For rural America, it’s become both a remembrance and a coming together of generations. To remember is to salute those who’ve given the ultimate sacrifice, to honor those who continue to defend the Constitution, and value community.
At Minnesota Square Park in St. Peter, hundreds joined in a 45-minute, music-filled service. This Memorial Day also marked the kickoff to the fundraising efforts for the Saint Peter Veterans Memorial Association. And in the park’s northeast corner, this memorial will eventually rise.
“Personally, I cannot think of a more appropriate place to honor those who have given their lives in service to this nation,” said Bill Kastens, adjutant for the William R. Witty American Legion Post #37.
Post #37 Commander Eric Thomas added that while Memorial Day remembrances continue to honor those who served and died, there are others who have grieved and sacrificed.
“Let us not forget the loved ones they left behind,” Thomas said.
St. Peter’s 2015 Memorial Day address was provided by U.S. Army veteran Leroy McClelland III, who brought the large crowd to its feet with a rousing speech which moved beyond some of the patriotic traditions of the holiday.
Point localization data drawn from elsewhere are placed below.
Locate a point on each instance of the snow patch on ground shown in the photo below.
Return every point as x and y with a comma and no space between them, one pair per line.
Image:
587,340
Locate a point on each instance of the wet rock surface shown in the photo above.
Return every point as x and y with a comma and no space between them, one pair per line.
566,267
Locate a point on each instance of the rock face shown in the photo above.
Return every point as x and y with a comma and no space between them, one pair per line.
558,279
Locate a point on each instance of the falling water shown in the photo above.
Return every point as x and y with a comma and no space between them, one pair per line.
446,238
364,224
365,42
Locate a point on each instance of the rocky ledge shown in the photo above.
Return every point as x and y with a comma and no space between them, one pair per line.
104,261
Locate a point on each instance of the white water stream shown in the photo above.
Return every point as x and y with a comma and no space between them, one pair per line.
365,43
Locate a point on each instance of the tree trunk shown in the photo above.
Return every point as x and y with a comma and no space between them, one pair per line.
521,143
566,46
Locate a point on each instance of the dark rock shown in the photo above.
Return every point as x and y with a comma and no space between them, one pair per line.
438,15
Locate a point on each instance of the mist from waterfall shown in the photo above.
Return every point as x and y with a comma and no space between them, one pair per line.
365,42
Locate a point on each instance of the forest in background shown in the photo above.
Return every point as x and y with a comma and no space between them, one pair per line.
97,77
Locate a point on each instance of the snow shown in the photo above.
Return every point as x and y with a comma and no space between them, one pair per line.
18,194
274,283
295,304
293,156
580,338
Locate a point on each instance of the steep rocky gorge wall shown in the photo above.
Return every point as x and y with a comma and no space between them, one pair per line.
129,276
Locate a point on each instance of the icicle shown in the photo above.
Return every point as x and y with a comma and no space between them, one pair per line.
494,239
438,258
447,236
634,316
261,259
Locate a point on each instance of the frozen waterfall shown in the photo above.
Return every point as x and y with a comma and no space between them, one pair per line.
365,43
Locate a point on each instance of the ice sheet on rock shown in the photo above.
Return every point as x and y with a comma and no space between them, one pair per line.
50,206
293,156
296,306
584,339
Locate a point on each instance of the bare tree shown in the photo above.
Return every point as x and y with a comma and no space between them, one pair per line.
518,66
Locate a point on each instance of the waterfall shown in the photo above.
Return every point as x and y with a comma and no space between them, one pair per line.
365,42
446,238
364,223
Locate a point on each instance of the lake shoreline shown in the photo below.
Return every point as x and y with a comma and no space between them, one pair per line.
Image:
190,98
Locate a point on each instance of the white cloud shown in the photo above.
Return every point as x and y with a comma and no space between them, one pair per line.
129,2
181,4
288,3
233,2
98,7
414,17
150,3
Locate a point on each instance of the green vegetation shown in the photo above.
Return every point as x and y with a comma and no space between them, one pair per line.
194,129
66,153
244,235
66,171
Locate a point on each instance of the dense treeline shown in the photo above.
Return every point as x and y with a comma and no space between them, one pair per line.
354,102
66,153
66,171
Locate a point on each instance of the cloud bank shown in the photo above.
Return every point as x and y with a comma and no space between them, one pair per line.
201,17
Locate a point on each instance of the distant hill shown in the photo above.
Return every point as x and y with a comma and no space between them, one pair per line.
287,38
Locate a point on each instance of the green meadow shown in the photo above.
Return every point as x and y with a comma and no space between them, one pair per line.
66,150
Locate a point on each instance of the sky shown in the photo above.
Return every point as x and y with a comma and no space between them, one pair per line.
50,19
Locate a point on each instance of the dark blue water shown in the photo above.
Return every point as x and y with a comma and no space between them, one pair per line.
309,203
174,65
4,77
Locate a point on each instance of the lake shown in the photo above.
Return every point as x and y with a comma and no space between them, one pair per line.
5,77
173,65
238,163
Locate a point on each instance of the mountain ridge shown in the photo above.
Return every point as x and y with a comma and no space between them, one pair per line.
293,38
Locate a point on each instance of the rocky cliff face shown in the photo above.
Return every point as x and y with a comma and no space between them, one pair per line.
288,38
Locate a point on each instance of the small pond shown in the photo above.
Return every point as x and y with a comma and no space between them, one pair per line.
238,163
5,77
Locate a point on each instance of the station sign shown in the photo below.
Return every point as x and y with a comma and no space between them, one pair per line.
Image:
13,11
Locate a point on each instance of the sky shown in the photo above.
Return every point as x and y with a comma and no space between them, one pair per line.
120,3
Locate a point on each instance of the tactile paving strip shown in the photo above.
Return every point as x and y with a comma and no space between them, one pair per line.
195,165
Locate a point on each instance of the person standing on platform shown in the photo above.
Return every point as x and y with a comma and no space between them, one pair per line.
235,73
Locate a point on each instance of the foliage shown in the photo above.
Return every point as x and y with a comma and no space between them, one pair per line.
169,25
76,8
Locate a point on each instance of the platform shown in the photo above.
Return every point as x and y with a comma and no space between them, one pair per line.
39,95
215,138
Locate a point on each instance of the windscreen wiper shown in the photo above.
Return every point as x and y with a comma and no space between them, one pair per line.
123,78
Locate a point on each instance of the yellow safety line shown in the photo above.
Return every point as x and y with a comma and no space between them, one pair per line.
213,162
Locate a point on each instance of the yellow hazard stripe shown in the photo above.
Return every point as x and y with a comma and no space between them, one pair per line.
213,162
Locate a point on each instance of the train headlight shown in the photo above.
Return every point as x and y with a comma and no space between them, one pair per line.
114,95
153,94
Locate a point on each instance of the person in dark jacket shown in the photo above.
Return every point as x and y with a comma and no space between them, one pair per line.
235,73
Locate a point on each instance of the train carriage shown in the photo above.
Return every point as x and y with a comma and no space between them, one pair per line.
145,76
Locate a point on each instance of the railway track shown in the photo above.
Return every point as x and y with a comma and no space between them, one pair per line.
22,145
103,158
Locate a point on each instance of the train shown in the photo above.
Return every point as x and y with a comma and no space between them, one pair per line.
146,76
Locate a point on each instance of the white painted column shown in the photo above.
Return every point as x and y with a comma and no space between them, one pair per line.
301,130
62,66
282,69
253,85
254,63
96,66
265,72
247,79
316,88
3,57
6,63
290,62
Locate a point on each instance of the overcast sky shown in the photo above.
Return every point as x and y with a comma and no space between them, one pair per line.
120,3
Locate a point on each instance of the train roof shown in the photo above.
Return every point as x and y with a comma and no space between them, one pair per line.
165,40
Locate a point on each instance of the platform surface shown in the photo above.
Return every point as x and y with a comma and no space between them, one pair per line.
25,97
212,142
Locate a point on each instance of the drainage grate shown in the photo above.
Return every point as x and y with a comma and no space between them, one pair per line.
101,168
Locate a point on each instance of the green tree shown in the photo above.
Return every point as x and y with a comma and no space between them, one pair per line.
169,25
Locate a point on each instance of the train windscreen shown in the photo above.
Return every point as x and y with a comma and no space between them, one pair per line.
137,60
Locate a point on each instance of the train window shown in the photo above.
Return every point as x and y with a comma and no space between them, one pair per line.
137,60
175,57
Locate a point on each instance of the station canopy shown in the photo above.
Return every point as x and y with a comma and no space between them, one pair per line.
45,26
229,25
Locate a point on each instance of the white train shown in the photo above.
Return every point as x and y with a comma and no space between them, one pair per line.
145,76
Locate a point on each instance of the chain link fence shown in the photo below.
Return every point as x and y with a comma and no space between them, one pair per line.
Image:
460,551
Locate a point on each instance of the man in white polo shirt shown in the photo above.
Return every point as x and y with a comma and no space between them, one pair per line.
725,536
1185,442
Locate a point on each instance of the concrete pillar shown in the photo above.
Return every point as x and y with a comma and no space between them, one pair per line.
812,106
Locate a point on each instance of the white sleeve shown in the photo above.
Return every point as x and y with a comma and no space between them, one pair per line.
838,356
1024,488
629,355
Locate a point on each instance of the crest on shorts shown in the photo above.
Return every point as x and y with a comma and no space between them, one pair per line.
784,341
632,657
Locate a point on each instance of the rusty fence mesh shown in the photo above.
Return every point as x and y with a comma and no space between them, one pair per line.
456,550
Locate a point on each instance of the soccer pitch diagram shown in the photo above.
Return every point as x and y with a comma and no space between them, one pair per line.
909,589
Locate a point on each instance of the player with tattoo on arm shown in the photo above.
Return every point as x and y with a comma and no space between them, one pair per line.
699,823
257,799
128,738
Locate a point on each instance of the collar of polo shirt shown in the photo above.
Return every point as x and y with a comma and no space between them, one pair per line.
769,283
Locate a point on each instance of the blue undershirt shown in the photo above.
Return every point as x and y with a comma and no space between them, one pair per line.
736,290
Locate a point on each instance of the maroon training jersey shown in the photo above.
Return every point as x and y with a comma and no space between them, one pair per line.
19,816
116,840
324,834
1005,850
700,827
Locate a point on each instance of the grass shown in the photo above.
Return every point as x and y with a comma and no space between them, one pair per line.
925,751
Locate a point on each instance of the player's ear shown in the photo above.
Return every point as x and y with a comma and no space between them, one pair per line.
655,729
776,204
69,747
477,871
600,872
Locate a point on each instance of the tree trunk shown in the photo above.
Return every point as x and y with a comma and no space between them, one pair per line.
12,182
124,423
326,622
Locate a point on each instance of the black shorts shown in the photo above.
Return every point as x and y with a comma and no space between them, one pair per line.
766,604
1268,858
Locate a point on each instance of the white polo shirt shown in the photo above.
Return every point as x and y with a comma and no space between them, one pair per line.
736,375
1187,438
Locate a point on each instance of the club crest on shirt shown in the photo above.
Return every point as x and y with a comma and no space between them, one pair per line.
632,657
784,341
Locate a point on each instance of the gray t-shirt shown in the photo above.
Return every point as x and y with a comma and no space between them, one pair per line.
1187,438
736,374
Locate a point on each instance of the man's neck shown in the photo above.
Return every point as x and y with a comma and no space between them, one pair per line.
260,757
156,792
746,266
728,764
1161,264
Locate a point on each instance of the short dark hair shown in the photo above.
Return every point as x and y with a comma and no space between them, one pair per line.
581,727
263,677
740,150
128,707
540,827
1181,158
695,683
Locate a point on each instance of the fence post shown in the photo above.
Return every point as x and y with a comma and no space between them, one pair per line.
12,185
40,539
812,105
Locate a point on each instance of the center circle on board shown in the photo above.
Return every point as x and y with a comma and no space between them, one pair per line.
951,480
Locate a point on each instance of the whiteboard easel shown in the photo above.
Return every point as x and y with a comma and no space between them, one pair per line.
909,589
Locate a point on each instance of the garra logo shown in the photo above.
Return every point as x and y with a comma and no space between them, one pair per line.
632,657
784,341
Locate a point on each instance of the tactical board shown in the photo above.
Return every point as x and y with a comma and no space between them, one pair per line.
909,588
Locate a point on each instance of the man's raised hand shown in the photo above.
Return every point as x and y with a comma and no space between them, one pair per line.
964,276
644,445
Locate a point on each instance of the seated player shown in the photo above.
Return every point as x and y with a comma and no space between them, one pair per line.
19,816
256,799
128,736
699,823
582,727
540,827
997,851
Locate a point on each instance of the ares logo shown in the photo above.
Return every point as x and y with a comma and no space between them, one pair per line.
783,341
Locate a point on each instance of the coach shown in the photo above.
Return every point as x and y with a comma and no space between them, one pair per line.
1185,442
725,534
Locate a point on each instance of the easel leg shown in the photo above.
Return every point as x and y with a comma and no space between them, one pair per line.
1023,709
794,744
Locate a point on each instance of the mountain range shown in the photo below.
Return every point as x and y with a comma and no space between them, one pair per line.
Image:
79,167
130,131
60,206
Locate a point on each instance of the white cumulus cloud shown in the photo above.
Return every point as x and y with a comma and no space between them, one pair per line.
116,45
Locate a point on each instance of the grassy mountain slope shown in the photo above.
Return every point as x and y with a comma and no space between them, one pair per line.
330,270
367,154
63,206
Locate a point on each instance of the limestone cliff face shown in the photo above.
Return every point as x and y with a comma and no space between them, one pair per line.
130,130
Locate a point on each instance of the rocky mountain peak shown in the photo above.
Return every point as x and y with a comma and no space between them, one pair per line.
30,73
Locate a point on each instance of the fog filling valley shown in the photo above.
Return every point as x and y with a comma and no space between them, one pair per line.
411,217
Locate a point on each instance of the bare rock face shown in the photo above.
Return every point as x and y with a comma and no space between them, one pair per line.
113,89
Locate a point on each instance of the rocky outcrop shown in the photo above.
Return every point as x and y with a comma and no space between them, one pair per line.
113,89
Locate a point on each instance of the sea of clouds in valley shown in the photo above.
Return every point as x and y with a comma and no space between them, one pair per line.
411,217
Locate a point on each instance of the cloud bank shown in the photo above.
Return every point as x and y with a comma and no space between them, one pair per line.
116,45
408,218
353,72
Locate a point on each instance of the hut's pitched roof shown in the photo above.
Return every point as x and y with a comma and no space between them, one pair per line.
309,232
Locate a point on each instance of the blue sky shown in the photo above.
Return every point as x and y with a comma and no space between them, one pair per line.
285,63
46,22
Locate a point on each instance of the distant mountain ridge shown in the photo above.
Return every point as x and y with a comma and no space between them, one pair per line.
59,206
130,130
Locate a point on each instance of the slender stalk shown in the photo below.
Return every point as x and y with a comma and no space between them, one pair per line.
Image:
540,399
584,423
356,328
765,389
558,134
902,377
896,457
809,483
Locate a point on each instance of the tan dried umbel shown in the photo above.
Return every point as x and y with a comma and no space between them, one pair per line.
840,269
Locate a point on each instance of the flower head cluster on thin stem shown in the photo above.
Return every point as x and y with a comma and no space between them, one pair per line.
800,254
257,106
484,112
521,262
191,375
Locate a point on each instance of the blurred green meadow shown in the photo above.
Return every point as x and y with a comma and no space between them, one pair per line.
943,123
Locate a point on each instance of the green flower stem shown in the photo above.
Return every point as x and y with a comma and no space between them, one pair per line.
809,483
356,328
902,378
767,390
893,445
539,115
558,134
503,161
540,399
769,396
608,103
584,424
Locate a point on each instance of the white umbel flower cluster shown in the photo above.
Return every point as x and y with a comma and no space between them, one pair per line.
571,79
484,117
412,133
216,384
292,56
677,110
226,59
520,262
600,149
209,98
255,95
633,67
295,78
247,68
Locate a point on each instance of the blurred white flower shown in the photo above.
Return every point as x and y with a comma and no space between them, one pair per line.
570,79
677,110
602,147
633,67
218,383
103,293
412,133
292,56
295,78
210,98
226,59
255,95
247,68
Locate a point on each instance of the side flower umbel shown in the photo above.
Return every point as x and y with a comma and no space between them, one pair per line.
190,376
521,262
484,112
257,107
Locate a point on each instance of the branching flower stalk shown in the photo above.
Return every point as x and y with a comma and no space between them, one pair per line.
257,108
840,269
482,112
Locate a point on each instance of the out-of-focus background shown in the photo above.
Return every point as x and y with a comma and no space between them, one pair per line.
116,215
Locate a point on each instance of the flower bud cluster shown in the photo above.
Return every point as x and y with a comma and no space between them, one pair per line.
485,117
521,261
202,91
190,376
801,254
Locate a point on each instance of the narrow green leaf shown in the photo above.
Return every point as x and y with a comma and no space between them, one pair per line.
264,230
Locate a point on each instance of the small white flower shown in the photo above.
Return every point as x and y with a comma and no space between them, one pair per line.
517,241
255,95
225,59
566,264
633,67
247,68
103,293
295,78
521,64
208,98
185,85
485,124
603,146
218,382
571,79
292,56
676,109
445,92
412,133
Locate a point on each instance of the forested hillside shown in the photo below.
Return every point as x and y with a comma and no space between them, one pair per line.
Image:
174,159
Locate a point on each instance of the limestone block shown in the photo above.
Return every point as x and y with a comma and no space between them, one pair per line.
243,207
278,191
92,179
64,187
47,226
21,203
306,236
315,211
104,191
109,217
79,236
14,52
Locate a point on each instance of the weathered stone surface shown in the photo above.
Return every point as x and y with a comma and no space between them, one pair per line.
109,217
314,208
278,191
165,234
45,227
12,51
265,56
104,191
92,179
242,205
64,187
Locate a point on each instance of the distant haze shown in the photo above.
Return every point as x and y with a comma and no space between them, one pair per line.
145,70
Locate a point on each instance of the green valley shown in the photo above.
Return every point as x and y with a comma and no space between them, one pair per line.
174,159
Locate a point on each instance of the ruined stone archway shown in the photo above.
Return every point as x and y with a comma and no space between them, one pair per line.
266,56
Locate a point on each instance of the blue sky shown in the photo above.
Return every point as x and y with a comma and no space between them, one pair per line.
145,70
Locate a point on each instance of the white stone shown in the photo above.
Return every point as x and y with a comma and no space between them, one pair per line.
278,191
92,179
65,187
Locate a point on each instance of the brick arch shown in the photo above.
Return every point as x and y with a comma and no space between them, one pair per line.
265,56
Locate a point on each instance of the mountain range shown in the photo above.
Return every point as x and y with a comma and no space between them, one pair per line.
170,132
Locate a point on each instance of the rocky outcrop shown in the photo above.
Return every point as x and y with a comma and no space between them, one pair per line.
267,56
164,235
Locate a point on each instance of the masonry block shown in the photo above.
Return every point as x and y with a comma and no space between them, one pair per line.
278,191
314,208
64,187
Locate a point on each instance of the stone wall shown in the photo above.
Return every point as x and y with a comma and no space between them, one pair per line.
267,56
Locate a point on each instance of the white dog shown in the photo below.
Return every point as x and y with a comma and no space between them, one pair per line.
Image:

And he didn’t lose the significance and honor of being a Memorial Day speaker.
“It makes me nervous that I do justice to those who have given so much,” McClelland said, adding that it’s an emotional time, remembering “seeing your friends go off and not come back.”
While many use the American flag as a symbol of the day, McClelland focused instead on “defending the Constitution” and “supporting the president.” And that Constitution, he added, can be defended by both those in uniform and private citizens.
“This country is strong because of that Constitution,” he stressed. “Do not shortchange what they have died for. That is a foundation that made this a great nation.”
After the service at Minnesota Square Park, the St. Peter American Legion Post #37 Honor Guard made its way to the Hwy. 99 (Broadway Avenue) bridge to honor soldiers lost or buried at sea.
Earlier in the morning, at Kasota, over 100 people joined Memorial Day services at the city’s Community Center. Another 100 joined in the ongoing ceremonies at Kasota Hill Cemetery, which noted its 150th year in 2004. Its beginnings, before the Civil War, were now joined with those of today’s wars.
The Rev. Dawn Carder addressed the solemn crowd at 9 a.m. in Kasota. And after a brief service at the Kasota Community Center, the caravan of vehicles brought veterans and families to this decorated and historic place.
American Legion Post and Auxiliary #348, as well as the Morson Ario VFW Post #9713 participated in the ceremonies.